KEEPING SCORE: Tokyo's Nikkei 225 eased 0.2 percent to 18,875.57 points while Hong Kong's Hang Seng shed 0.5 percent to 23,222.26. The Shanghai Composite index fell 0.5 percent to 3,138.32 and benchmarks in New Zealand, South Korea and Taiwan were also lower. Sydney's S&P ASX 200 bucked the trend to rise 0.3 percent to 5,635.80.

WALL STREET: Wall Street capped a subdued day of trading Tuesday with tiny gains led by consumer goods makers and technology companies. Energy sector stocks rode a rebound in oil prices to gain 23.7 percent in 2016 but are off 5.1 percent this year. The Dow Jones industrial average rose 0.2 percent to 20,090.29. The Standard & Poor's 500 index was flat at 2,293.08. The Nasdaq gained 0.2 percent to 5,674.22, another record high.

ENERGY: Benchmark U.S. crude extended losses, falling 62 cents to $51.55 a barrel in electronic trading on the New York Mercantile Exchange.

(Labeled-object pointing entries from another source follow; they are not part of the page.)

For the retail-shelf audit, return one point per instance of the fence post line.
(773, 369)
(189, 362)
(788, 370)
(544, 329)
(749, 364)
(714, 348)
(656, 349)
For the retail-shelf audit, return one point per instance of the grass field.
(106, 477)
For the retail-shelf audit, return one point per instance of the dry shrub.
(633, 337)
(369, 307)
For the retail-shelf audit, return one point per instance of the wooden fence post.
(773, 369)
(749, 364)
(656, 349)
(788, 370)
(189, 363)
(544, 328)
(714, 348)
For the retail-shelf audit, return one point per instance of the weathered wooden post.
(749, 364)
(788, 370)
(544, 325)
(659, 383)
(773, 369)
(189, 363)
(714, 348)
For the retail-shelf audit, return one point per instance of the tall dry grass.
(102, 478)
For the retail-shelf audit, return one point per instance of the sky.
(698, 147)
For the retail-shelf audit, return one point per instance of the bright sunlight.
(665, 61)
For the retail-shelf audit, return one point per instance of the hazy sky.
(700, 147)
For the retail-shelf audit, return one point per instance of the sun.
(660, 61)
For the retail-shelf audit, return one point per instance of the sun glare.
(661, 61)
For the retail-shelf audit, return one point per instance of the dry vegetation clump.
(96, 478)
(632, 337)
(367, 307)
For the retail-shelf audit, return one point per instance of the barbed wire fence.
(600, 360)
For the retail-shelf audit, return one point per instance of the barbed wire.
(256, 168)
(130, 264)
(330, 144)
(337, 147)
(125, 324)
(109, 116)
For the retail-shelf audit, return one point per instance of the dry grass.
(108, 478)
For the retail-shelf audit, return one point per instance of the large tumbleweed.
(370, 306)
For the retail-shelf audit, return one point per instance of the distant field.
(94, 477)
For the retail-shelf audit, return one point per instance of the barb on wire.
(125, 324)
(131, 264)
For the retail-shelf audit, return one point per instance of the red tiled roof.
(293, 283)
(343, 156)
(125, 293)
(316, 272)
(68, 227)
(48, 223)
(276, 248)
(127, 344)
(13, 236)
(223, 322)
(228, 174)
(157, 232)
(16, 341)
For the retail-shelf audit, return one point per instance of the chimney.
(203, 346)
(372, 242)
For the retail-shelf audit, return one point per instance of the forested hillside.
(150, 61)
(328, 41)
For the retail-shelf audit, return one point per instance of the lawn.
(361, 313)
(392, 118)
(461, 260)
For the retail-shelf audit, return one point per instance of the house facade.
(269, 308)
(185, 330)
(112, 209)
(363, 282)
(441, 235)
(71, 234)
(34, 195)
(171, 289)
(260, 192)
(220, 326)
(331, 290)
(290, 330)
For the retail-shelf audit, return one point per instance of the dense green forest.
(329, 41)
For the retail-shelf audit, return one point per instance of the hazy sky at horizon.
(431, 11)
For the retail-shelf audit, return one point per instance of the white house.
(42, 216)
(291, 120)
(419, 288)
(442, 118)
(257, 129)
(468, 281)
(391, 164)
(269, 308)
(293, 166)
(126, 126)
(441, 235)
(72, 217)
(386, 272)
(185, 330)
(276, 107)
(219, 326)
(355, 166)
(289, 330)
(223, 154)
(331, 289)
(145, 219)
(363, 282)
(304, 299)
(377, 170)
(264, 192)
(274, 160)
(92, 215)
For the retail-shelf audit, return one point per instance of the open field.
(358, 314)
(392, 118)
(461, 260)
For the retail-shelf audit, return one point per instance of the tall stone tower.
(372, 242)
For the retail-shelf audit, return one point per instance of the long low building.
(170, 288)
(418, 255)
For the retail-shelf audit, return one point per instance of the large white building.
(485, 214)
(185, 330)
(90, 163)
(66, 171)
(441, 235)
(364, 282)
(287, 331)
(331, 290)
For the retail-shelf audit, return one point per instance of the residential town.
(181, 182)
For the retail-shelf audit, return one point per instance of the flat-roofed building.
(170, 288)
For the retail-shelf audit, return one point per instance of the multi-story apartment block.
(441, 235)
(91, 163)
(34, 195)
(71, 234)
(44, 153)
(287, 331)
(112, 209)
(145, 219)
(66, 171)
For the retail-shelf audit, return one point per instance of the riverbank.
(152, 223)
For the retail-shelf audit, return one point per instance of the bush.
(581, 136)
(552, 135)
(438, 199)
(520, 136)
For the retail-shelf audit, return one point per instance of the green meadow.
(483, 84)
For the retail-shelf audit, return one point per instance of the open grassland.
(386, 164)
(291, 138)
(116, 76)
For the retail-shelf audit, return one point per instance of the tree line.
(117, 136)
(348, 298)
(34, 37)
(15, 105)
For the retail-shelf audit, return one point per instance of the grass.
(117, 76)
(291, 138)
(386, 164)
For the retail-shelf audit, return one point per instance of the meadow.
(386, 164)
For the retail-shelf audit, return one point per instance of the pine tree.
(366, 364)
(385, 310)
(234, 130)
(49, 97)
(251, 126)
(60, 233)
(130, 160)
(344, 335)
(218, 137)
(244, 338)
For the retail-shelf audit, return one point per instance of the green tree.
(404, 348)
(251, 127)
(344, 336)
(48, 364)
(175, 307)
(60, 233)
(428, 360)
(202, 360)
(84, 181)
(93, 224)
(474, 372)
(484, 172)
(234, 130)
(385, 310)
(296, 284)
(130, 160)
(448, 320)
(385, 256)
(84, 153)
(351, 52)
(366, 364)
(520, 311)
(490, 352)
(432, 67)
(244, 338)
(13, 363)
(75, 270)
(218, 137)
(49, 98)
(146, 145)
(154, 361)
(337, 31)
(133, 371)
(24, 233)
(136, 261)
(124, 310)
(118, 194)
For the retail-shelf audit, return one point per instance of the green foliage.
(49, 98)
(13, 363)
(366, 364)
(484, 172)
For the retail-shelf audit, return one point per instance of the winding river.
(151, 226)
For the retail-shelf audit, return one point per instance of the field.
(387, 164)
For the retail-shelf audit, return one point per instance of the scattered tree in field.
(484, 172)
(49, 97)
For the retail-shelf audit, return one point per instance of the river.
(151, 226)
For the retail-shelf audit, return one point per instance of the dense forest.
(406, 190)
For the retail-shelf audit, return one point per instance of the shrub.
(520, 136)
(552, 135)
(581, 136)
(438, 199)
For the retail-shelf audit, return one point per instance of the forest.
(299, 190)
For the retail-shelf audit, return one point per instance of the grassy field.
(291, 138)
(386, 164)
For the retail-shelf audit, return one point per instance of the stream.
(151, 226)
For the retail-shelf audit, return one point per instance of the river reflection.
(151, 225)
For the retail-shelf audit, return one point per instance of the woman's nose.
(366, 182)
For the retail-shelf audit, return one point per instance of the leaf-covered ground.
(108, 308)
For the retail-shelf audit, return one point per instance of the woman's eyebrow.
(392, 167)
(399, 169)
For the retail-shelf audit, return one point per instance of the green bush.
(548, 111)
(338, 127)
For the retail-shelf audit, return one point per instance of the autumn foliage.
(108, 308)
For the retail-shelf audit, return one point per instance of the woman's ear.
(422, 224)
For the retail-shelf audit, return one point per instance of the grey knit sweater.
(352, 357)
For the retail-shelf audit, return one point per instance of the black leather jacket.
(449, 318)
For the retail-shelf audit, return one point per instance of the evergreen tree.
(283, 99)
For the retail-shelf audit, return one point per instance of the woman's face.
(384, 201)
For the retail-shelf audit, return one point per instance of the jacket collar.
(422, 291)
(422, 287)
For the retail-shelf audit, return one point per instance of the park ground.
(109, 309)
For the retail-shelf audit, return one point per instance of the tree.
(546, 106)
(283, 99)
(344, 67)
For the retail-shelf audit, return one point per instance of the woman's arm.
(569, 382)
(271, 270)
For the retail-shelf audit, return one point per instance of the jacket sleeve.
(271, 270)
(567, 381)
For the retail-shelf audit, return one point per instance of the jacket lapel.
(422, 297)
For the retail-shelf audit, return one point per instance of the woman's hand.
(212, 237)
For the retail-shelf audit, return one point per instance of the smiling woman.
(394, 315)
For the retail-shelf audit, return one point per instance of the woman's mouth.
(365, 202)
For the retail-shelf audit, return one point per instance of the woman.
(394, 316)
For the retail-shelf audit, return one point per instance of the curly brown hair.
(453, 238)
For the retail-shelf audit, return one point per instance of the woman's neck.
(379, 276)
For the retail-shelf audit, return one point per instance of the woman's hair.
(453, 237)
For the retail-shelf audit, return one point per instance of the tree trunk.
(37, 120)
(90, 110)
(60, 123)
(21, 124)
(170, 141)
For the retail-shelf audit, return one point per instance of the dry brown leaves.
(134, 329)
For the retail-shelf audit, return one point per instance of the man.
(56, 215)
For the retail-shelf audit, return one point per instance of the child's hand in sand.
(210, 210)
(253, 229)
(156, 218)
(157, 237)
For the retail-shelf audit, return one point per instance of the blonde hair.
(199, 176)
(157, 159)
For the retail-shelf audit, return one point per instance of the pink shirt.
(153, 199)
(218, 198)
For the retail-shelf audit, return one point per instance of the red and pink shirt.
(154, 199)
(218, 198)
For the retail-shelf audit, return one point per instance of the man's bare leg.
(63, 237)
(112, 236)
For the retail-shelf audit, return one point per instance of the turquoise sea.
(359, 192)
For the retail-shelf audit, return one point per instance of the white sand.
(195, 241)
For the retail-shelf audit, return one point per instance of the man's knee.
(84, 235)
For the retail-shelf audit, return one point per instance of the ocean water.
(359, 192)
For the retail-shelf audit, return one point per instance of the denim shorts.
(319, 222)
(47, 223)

It lost 84 cents to close at $52.17 a barrel on Tuesday due to a stronger dollar and after weekly data showed a sustained build-up in U.S. oil inventory. Brent crude, the benchmark for international oil prices, shed 45 cents to $54.60 a barrel. It slipped 67 cents to $55.05 a barrel the previous session. The American Petroleum Institute data showed crude inventory at 14.2 million barrels, the second highest on record. Official government data is due later Wednesday.

ANALYST'S QUOTE: Ric Spooner, chief market analyst with CMC Markets, said oil prices broke below recent support levels. "This reflects the near term reality that, despite OPEC production cuts, it will take some time for the world's large oil inventories to be reduced. This makes the oil price vulnerable to a short term decline below $50," Spooner said in a commentary.

CHINA'S FALLING RESERVES: China's foreign reserves fell more than expected to $2.998 trillion, the lowest level in six years. This added to concerns over China's capital outflow and sent its currency and share benchmarks lower.

CURRENCY: The dollar fell to 112.14 yen from 112.19 on Tuesday. The euro fell to $1.0686 from $1.0696.